BIG Siap Bantu Persoalan Tapal Batas Kabupaten Teluk Bintuni

IMG 20211209 WA0003
Kepala Badan Informasi Geospacial Indonesia (BIG) Prof Dr Rer Nat Muhammad Aris Murfai,M.Sc menyampaikan materi dalam Musrenbang RPJMD periode 2021-2026 di Gedung Serba Guna Bintuni, Kamis (9/12/2021).(Foto : Istimewa)

Koreri.com,Bintuni– Berdasarkan Undang-undang nomor 4 tahun 2011 tentang geospasial yang merupakan informasi terkait tentang wilayah, lokasi plus, atau koordinat, tugasnya untuk menyediakan peta dasar di seluruh Indonesia yang digunakan untuk berbagai keperluan, diantaranya seperti tata ruang.

“Geospasial, adalah Badan Informasi,  lembaga pemerintah nonkementerian Indonesia yang bertugas melaksanakan tugas pemerintahan di bidang informasi geospasial”.

Hal ini disampaikan Kepala Badan Informasi Geospacial Indonesia (BIG) Prof Dr Rer Nat Muhammad Aris Murfai,M.Sc dihari kedua kegiatan Musrembang Rencana Pembangunan Jangka Menengah Daerah (RPJMD) Kabupaten Teluk Bintuni Periode 2021-2026 di Gedung serba guna (GSG) Jalan raya Kali Kodok Bintuni, Kamis (9/12/2021).

Dikatakan Aris Murfai, selain yang berkaitan dengan tata ruang, ada pula deliniasi batas, seperti contoh bila masih adanya permasalahan yang terjadi tentang batas desa atau kelurahan, Daerah, Provinsi bahkan batas Negera, itu semua nanti yang bertugas untuk penyelesaiannya adalah dari BIG.

“Jadi nanti bapak ibu sekalian, kalau belum selesai dengan tapal batas desa, itu nanti kami yang bertugas untuk membantu bapak ibu sekalian” bebernya.

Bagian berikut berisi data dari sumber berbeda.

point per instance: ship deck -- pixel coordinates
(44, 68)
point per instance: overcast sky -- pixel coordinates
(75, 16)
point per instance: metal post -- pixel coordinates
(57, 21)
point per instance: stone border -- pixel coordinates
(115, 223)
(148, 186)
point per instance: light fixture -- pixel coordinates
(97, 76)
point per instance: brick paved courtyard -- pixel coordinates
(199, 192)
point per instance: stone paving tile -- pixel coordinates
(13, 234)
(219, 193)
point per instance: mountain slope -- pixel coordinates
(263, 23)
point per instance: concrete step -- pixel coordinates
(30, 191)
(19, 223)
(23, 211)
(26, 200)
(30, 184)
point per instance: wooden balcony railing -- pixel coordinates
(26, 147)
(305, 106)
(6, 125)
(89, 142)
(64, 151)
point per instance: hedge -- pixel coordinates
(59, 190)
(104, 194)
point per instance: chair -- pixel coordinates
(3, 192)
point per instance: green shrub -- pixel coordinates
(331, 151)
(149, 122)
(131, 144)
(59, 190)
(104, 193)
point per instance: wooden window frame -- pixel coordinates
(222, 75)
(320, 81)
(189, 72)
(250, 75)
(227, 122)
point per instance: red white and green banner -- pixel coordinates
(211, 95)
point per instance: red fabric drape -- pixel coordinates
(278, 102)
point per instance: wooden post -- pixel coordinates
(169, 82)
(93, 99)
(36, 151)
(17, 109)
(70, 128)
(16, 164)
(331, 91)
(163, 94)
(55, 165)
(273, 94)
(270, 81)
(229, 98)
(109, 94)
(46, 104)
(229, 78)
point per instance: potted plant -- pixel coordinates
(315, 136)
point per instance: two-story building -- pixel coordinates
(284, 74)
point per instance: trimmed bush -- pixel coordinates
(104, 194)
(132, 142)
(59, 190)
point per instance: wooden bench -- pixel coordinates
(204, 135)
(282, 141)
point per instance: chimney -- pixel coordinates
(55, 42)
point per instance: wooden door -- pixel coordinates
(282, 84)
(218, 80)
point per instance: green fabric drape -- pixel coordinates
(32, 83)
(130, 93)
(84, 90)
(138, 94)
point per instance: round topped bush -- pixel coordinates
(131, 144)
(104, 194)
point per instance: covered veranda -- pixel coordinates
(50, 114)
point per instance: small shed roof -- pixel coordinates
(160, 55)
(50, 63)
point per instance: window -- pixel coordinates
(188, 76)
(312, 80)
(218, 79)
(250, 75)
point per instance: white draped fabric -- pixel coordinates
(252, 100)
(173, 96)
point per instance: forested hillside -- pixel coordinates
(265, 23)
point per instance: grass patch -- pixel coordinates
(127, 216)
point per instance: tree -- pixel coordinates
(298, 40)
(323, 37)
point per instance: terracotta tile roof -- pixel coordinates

Jadi tugas kami adalah menyusun yang berkaitan dengan regulasi bagaimana membuat peta yang benar, kemudian membantu Pemda, kementerian, atau lembaga, tentang bagaimana membuat peta tematik yang benar.

“Seperti peta batas, peta administrasi nanti kita yang bantu” tuturnya.

Lanjut Aris Murfai, dan tugas kami yang berikutnya yaitu melakukan penyusunan peta dengan pembinaannya, dan tugas BIG dalam dua tahun terakhir ini akan mencari skema bagaimana 1 : 5000 seluruh Indonesia dapat selesai. Jika ini udah selesai maka untuk perencanaan pembangunan daerah di wilayah kawasan industri seperti Teluk Bintuni ini nanti bisa dengan basis peta kita. karena tidak akan mungkin perencanaan tanpa peta.

“Untuk Teluk Bintuni, Papua kita harus bisa bekerja keras, untuk kita detail kan” tegasnya

Tambah Aris Murfai, perlu diketahui untuk peta itu sendiri memiliki referensi vertikal, sehingga kita menggunakan stasiun pasang surut, dan di seluruh Indonesia kami punya 206 stasiun, untuk di wilayah Papua yang paling dekat untuk Kabupaten Teluk Bintuni itu berada di Manokwari.

“Ia pun berharap kepada seluruh peserta musrembang RPJMD kali ini, perlu meningkatkan literasi geospasial, pemahaman kita terkait dengan data dan informasi geospasial merupakan bagian penting dalam berbagai proses perencanaan dalam pelaksanaan pembangunan, selain untuk FDTR, RT RW, juga untuk kawasan bencana, kawasan pemukiman, itu banyak hal membutuhkan informasi geospasial, jadi itu yang saya tekankan pada peserta” tutupnya.